Last fall, Washington State Attorney General Bob Ferguson called for banning assault weapons and high-capacity magazines outright. His proposal, like the ban on bump stocks announced by Governor Jay Inslee yesterday, immediately followed a mass shooting, one at a house party full of teenagers in Mukilteo. Three 19-year-olds died.
Ferguson submitted proposed legislation to the state legislature, where it never even got a hearing.
"For decades, I think we all know, any issue dealing with guns seems to be a third rail in politics," Renee Hopkins, CEO of the Alliance for Gun Responsibility said. Thanks to the powerful efforts of the gun lobby, "there was an assumption that in a purplish state that anybody who would embrace common sense gun legislation would pay for it at the voting booth," she added.

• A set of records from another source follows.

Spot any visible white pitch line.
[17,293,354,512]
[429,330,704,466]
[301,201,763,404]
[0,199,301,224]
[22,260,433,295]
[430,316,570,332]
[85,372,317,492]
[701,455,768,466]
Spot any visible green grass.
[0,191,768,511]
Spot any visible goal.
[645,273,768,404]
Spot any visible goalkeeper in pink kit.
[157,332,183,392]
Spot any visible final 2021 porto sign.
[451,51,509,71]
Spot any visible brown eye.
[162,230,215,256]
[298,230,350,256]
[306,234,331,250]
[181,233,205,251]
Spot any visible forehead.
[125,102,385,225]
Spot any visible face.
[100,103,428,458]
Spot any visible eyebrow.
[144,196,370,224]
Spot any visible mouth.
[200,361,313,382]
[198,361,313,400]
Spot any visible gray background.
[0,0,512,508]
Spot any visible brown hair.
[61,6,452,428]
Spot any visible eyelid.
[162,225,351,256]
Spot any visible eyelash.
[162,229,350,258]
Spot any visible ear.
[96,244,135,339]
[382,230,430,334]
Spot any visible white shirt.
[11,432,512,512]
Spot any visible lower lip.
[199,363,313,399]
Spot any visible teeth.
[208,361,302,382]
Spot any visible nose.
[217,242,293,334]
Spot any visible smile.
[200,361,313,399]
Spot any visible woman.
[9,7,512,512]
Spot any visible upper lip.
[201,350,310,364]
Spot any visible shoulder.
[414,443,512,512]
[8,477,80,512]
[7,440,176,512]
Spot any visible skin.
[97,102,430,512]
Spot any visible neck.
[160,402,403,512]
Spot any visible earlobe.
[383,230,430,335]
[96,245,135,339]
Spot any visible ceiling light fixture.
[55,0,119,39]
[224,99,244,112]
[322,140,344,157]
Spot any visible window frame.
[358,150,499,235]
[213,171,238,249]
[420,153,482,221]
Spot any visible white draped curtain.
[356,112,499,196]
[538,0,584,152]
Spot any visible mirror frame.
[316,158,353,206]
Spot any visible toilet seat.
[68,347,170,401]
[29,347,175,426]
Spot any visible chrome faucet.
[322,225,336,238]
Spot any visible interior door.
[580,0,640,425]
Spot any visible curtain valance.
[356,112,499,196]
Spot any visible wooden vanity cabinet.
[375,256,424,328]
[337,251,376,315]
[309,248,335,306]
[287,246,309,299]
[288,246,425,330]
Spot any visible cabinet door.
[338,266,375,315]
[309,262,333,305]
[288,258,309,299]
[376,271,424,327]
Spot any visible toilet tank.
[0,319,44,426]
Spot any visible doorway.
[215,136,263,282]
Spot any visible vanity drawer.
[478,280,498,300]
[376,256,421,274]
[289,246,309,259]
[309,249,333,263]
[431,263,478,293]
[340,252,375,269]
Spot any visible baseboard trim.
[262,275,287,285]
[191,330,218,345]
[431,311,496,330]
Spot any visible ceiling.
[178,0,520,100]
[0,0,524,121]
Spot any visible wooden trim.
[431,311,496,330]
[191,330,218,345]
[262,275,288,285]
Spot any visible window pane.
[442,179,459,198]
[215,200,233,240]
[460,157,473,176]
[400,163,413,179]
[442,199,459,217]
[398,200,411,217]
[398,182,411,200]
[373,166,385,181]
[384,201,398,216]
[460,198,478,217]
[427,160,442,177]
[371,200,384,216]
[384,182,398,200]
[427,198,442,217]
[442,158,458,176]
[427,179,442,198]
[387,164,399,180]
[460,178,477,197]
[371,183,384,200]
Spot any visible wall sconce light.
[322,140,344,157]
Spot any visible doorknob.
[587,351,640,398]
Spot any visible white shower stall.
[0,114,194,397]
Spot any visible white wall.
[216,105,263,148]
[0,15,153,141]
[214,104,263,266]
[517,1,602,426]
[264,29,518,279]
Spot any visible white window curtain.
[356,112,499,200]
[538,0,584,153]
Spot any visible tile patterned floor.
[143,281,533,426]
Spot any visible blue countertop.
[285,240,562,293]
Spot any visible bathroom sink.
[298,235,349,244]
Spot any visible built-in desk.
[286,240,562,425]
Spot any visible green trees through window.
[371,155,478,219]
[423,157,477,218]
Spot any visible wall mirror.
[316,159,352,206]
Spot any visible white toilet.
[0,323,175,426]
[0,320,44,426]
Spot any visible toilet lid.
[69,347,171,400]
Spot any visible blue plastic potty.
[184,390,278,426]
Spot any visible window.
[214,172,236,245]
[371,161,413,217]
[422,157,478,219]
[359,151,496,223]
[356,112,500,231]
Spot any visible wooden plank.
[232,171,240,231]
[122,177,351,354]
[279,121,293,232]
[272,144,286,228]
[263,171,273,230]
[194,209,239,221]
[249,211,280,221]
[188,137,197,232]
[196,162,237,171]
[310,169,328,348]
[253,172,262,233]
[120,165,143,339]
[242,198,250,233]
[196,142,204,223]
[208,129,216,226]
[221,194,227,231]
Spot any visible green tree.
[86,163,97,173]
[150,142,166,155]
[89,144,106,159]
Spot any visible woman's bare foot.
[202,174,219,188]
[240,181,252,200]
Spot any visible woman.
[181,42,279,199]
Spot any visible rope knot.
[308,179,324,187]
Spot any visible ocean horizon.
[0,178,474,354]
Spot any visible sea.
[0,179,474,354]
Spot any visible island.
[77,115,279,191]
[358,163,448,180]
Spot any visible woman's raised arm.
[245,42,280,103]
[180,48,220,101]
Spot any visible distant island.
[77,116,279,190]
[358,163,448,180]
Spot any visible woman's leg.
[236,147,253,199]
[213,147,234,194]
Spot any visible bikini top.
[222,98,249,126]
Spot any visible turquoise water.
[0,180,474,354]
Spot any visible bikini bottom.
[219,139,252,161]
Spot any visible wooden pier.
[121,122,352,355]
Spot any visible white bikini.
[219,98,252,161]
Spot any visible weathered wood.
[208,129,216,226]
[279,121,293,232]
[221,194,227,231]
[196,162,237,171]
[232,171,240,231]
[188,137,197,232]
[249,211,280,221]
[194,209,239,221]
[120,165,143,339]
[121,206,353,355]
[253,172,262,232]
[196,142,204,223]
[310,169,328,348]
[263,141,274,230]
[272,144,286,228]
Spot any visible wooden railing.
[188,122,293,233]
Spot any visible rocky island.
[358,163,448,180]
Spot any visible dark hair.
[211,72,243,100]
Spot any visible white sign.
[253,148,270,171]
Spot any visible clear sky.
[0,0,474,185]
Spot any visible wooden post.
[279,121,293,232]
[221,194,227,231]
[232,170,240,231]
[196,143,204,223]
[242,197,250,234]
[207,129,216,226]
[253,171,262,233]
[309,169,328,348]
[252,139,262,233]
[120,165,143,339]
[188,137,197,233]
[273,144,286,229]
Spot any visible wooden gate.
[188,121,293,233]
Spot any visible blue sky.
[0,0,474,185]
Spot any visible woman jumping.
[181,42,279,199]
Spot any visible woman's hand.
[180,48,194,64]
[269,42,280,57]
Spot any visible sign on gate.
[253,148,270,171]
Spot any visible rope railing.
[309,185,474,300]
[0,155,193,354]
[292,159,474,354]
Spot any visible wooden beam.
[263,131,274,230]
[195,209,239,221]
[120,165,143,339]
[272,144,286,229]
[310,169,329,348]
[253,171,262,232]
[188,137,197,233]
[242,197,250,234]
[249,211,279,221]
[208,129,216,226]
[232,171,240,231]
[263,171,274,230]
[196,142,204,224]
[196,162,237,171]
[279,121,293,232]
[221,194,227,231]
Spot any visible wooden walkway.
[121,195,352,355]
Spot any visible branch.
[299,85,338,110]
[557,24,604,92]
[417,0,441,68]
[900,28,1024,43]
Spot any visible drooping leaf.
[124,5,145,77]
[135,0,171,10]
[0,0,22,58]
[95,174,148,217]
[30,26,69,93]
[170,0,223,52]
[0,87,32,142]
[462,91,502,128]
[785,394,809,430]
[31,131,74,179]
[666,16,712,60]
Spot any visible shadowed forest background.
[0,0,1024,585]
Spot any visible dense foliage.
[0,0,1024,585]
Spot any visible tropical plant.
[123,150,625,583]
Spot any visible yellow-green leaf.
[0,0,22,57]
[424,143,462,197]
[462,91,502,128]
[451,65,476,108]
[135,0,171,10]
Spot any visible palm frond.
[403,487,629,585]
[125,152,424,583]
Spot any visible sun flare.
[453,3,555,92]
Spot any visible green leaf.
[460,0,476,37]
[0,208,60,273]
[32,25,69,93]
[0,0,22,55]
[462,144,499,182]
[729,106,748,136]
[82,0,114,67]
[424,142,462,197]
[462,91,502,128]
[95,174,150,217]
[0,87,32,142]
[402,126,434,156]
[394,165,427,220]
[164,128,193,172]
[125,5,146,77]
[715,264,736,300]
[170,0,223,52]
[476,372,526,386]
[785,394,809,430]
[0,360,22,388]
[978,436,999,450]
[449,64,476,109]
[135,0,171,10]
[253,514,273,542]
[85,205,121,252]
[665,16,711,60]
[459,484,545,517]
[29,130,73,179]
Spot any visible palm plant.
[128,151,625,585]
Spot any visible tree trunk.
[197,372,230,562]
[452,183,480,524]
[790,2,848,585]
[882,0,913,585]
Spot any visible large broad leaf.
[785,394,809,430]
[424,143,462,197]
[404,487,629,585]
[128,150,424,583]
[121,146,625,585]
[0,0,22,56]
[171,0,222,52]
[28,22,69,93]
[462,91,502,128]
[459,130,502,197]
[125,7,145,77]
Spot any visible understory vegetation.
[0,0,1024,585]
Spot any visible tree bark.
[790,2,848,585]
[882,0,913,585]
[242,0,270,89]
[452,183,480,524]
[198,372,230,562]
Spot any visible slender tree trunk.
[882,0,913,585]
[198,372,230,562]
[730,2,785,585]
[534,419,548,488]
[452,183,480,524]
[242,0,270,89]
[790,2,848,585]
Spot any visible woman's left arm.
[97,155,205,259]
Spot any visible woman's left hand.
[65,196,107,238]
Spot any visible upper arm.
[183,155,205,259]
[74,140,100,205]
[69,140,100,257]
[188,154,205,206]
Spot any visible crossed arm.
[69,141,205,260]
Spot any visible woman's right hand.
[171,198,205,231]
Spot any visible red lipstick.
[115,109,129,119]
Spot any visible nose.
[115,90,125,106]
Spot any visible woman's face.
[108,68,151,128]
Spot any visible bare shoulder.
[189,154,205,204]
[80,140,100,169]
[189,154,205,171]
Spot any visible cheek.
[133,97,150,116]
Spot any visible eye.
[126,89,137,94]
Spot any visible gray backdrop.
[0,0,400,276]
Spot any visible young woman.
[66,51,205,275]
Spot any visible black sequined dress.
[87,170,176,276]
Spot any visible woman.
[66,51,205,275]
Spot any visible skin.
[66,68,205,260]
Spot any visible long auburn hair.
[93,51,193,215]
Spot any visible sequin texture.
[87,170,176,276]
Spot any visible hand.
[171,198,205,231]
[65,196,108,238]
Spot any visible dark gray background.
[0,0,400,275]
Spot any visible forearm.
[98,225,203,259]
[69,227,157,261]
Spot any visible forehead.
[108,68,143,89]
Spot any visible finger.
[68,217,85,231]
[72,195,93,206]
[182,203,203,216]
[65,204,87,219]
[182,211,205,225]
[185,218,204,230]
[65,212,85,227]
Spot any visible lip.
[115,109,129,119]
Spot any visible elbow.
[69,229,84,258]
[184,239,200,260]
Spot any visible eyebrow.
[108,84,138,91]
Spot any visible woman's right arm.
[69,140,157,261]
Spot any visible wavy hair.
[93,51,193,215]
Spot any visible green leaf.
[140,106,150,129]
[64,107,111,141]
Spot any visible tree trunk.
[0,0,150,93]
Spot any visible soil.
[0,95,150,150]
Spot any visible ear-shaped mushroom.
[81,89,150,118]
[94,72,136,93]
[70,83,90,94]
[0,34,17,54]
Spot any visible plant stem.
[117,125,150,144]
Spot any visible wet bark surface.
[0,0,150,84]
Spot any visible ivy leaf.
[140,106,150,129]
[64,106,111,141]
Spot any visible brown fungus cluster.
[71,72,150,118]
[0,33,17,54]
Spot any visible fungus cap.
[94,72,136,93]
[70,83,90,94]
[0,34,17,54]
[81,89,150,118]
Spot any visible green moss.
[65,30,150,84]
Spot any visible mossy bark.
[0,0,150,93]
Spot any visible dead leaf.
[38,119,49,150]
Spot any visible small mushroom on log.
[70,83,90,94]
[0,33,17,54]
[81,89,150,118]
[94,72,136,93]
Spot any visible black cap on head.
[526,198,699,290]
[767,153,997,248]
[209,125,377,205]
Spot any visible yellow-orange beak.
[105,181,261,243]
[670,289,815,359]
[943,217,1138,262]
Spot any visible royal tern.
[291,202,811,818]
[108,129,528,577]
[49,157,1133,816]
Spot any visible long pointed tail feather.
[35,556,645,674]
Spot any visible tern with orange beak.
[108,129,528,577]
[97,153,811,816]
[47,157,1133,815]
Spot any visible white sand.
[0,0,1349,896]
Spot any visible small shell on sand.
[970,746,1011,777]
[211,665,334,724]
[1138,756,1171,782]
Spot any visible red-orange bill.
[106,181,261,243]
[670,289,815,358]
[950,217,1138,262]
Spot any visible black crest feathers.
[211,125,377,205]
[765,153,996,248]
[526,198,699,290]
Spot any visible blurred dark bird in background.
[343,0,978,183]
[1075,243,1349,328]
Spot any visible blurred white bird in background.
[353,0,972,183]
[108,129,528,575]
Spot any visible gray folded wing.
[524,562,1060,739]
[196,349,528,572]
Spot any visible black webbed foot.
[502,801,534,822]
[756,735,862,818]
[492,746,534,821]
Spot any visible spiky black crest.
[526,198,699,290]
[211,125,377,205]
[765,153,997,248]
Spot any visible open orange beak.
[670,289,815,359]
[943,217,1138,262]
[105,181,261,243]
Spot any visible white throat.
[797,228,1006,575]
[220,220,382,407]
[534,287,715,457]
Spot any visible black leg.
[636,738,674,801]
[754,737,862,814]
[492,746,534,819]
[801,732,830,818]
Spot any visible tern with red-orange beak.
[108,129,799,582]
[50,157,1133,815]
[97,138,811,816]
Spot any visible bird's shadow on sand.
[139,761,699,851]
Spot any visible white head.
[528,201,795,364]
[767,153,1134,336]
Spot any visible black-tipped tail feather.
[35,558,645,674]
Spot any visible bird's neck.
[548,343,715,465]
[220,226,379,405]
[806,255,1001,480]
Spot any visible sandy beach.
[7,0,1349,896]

Much of that reluctance is still in place today, as evidenced by the fate of another bill proposed by the Attorney General's Office last year. This one would have required buyers of assault weapons and high-capacity magazines to register for a license similar to the ones handgun owners have. (Assault weapons fall into the same category of hunting rifles, which have fewer ownership requirements than pistols do.) Even after the bill was significantly watered down, it still failed to get a vote in committee. The reason? Its sponsor learned that the National Rifle Association wouldn't support it.
The sponsor, State Rep. Laurie Jinkins (D-Tacoma), said she intends to push that bill again this year. But it's hard to get any gun legislation through without bipartisan support, she said. The gun lobby opposed the bill, but when Jinkins tried to propose a fix with them, "they said, 'We're not going to talk to you about it,'" she said.
"There’s a lot of risk with proposing a ban on assault weapons," State Rep. Gerry Pollet (D-Seattle), a cosponsor of Ferguson's bill, said. "[Ferguson] did it anyway because it’s the right thing to do. Anytime someone does something courageous like this, they get a political target put on their back, especially if they want to run statewide. It takes some courage to be able to request legislation like this.”
Hopkins, of the Alliance for Gun Responsibility, told The Stranger that a failure to get anything on guns passed in the state legislature shifted their priorities to a different strategy: taking the issue straight to the voters.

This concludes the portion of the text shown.